There would need to be two completely separated staffs. The quarantine one would ideally be living on site for a number of weeks and themselves quarantining at the end of their stints.

That would include hotel and health staff, catering as well as police. Workers would be separated from their families for six to eight weeks.

Mr Bruce says at the moment staff go home every night – a risky practice.

Tourism and quarantine sections would have to be physically separated. Normal guests would feel uncomfortable or even threatened by being close to people in quarantine.

There would need to be “iron clad commitments” between the government and the industry with all systems in place and capable of being implemented at very short notice, says Mr Bruce.

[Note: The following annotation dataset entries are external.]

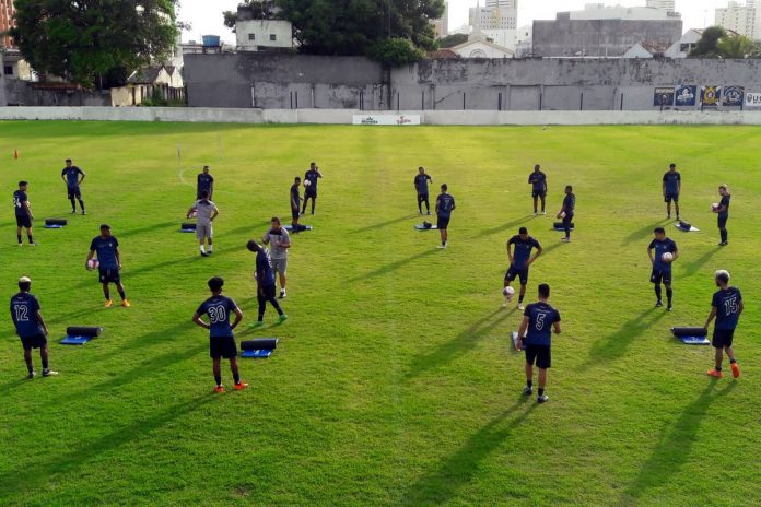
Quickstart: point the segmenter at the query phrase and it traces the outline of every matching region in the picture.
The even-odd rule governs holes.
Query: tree
[[[176,0],[16,0],[10,35],[43,74],[85,87],[163,59],[179,27]]]

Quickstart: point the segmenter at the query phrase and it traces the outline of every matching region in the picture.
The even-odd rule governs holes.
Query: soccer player
[[[254,239],[249,239],[246,244],[248,251],[256,252],[256,298],[259,302],[259,318],[254,325],[255,327],[264,326],[265,310],[267,303],[270,303],[280,315],[280,321],[288,319],[280,308],[278,299],[274,298],[274,272],[272,272],[272,261],[269,252],[261,248],[261,245]]]
[[[563,198],[563,207],[558,212],[558,219],[563,219],[563,228],[565,237],[560,240],[571,243],[571,224],[573,223],[573,214],[576,210],[576,196],[573,193],[571,185],[565,186],[565,197]]]
[[[654,228],[653,234],[655,239],[647,246],[647,256],[653,264],[651,282],[655,284],[655,297],[657,298],[655,307],[664,306],[664,300],[660,297],[660,282],[663,282],[666,285],[666,297],[668,298],[666,309],[671,311],[671,297],[674,296],[674,291],[671,290],[671,263],[679,258],[679,250],[677,249],[677,244],[666,237],[666,231],[663,227]],[[653,257],[653,250],[655,250],[655,257]],[[664,259],[664,254],[671,254],[671,260]]]
[[[312,199],[312,214],[315,214],[315,202],[317,201],[317,179],[323,177],[319,167],[314,162],[309,164],[309,170],[304,174],[304,184],[309,181],[309,186],[304,190],[304,209],[302,214],[306,213],[306,203]]]
[[[539,302],[526,306],[524,319],[518,328],[518,340],[515,347],[519,351],[526,347],[526,388],[524,394],[534,393],[534,364],[539,368],[539,396],[537,402],[545,403],[549,397],[545,394],[547,387],[547,370],[552,366],[552,331],[560,334],[560,311],[552,308],[547,300],[550,298],[550,286],[539,285]],[[525,335],[525,338],[524,338]]]
[[[722,237],[719,247],[726,247],[729,245],[728,233],[727,233],[727,220],[729,220],[729,187],[722,185],[718,187],[718,194],[722,196],[722,200],[718,203],[718,208],[713,210],[714,213],[718,214],[718,234]]]
[[[119,270],[121,270],[119,241],[112,236],[110,226],[107,224],[101,225],[101,235],[95,236],[90,243],[90,252],[87,254],[87,260],[84,262],[85,268],[89,268],[90,260],[95,256],[96,252],[99,264],[99,279],[101,283],[103,284],[103,295],[106,297],[106,308],[114,306],[114,302],[110,298],[110,291],[108,290],[109,283],[116,284],[116,288],[119,291],[119,296],[121,296],[121,306],[132,306],[127,300],[125,287],[121,285],[121,278],[119,276]]]
[[[67,194],[71,201],[71,214],[77,214],[77,203],[74,199],[80,201],[80,209],[82,214],[84,213],[84,202],[82,201],[82,191],[80,190],[80,185],[84,181],[84,170],[80,169],[75,165],[71,165],[71,158],[66,160],[66,167],[61,170],[61,179],[66,182]]]
[[[203,329],[209,330],[209,355],[213,364],[214,387],[215,392],[224,392],[222,386],[222,357],[230,359],[230,369],[233,373],[235,386],[233,389],[239,391],[248,387],[248,384],[241,380],[241,372],[237,367],[237,346],[235,344],[235,334],[233,330],[237,328],[243,319],[243,311],[230,297],[222,295],[222,286],[224,280],[214,276],[208,282],[211,297],[204,300],[198,307],[192,316],[192,321]],[[235,314],[235,320],[230,323],[230,314]],[[209,323],[206,323],[201,316],[209,316]]]
[[[280,219],[272,216],[271,227],[261,238],[265,245],[270,246],[270,259],[272,259],[272,271],[280,276],[280,298],[285,297],[285,272],[288,271],[288,249],[291,248],[291,236],[280,225]]]
[[[511,248],[513,247],[513,248]],[[536,248],[537,252],[531,257],[531,250]],[[520,278],[520,295],[518,296],[518,309],[524,309],[523,299],[526,296],[526,284],[528,283],[528,267],[537,260],[541,255],[541,245],[539,241],[528,235],[526,227],[520,227],[518,234],[510,238],[507,241],[507,257],[510,258],[510,269],[505,273],[505,287],[508,287],[511,282]],[[507,306],[510,298],[505,296],[505,302],[502,306]]]
[[[671,217],[671,201],[674,201],[674,211],[677,212],[679,220],[679,192],[681,191],[681,175],[677,173],[677,164],[668,166],[668,173],[664,175],[663,181],[664,201],[666,201],[666,219]]]
[[[201,192],[209,192],[209,199],[214,193],[214,177],[209,174],[209,166],[203,166],[203,172],[198,175],[198,185],[196,186],[196,199],[201,199]]]
[[[192,216],[196,212],[196,237],[198,238],[198,244],[201,248],[201,256],[209,257],[214,252],[214,231],[211,223],[214,221],[216,215],[220,214],[220,210],[216,204],[209,200],[209,190],[201,191],[201,198],[196,201],[194,205],[188,210],[187,217]],[[209,249],[203,249],[204,239],[209,243]]]
[[[541,166],[539,164],[534,166],[534,173],[528,175],[528,182],[531,185],[534,197],[534,216],[538,215],[537,204],[538,200],[541,198],[541,214],[545,213],[545,199],[547,198],[547,175],[541,172]]]
[[[449,226],[452,211],[455,209],[455,198],[447,192],[448,189],[446,184],[442,185],[442,193],[436,198],[436,217],[438,219],[436,227],[438,227],[438,234],[442,237],[442,244],[438,245],[438,248],[446,248],[446,244],[449,240],[447,227]]]
[[[30,240],[30,245],[36,245],[32,236],[32,221],[34,220],[34,215],[32,214],[32,209],[30,208],[30,200],[26,197],[26,189],[28,188],[28,181],[19,181],[19,190],[13,192],[13,208],[16,214],[16,239],[19,240],[19,246],[22,245],[22,227],[26,228],[26,237]]]
[[[39,313],[39,302],[30,294],[32,280],[26,276],[19,279],[19,290],[15,296],[11,297],[11,319],[16,328],[16,334],[21,338],[24,346],[24,361],[28,370],[28,378],[34,378],[35,372],[32,365],[32,349],[39,349],[39,358],[43,361],[43,377],[58,375],[48,367],[48,329]]]
[[[729,272],[725,270],[716,271],[714,282],[716,282],[718,291],[713,295],[711,313],[705,320],[704,328],[707,330],[711,321],[714,317],[716,318],[712,342],[714,349],[716,349],[716,368],[710,369],[707,374],[718,378],[724,376],[722,374],[722,361],[724,359],[724,352],[726,352],[731,365],[731,376],[737,378],[740,376],[740,367],[737,366],[731,341],[735,335],[735,328],[737,328],[737,321],[740,319],[740,314],[742,314],[744,309],[742,295],[739,288],[729,286]]]
[[[431,214],[431,204],[429,204],[428,182],[433,182],[433,178],[425,174],[424,167],[418,167],[418,174],[414,177],[414,189],[418,191],[418,211],[423,214],[423,202],[425,203],[425,214]]]

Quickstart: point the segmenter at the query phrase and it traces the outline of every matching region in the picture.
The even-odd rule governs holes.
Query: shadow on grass
[[[656,314],[655,317],[653,317],[653,314]],[[584,370],[622,357],[627,353],[629,345],[655,326],[665,315],[666,311],[663,308],[651,307],[633,319],[625,321],[618,331],[602,337],[592,344],[589,357],[583,365],[578,366],[577,370]]]
[[[478,344],[479,340],[500,326],[515,311],[516,308],[506,309],[500,307],[494,311],[481,317],[468,329],[457,334],[453,340],[438,345],[431,352],[418,355],[415,358],[413,358],[412,364],[410,365],[410,372],[406,377],[408,379],[419,377],[425,372],[447,364],[460,354],[470,351]],[[505,337],[510,335],[507,331],[505,331],[504,334]],[[510,342],[508,344],[512,344],[510,339],[507,339],[507,342]]]
[[[467,485],[479,471],[479,464],[494,452],[519,428],[537,408],[531,403],[525,410],[526,397],[494,417],[468,438],[454,455],[442,460],[436,470],[429,472],[410,485],[403,494],[401,505],[445,505],[457,490]],[[515,415],[515,417],[512,417]],[[524,438],[524,436],[517,436]]]
[[[698,439],[700,424],[711,403],[729,393],[737,382],[731,382],[716,391],[717,379],[712,378],[695,401],[684,408],[676,423],[667,423],[651,457],[640,468],[640,473],[627,487],[618,505],[636,505],[639,498],[647,497],[647,492],[667,484],[672,475],[690,458],[692,445]]]

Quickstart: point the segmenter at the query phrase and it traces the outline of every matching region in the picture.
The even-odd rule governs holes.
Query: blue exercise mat
[[[61,345],[84,345],[90,340],[92,337],[66,337],[60,343]]]

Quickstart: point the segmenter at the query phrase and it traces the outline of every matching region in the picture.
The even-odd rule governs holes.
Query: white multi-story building
[[[761,39],[761,2],[747,0],[729,2],[726,8],[716,9],[716,25],[731,30],[753,39]]]

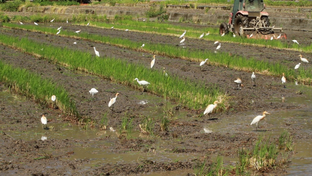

None of that was the case in Alice Springs earlier this week, notwithstanding the fact that the virus has been around for close to a year.

Transport was also a problem, with people catching taxis from the airport to go home this week.

Mr Bruce says taxis are heavily used by Aboriginal people who are regarded as among the most vulnerable in the population.

Hotels became hotspots, to the detriment of their reputations, due to no fault of their own, simply by following government instructions.

“They were named and shamed for participating in good faith,” says Mr Bruce.

Quarantine operations may need to take on a military character to be effective.

Meanwhile Tourism Central Australia at its AGM passed a constitution change to include a representative from Barkly Regional Council on the board, and endorsed its Tourism Priority Action Plan.

Patrick Bedford remained the chairperson but there are now faces on the board: Nova Pomare (Angkerle Atwatye / Standley Chasm), Andrea Lehman (Outback Ballooning), David White (Voyages Indigenous Tourism Australia), Karl Bajzik (Yuba Napa Gallery), Mark Swindells (Uluru Segways and Uluru Audio Tours), Steven Baldwin (Outback Caravan Park Tennant Creek), Merrilyn Spencer, Nick Prus and Kassi Fleming (private members), Mayor Jeffery McLaughlin (Barkly Regional Council), Robert Jennings (Alice Springs Town Council), Jill Catchlove (Parks and Wildlife) and John Di Maria (Tourism Northern Territory).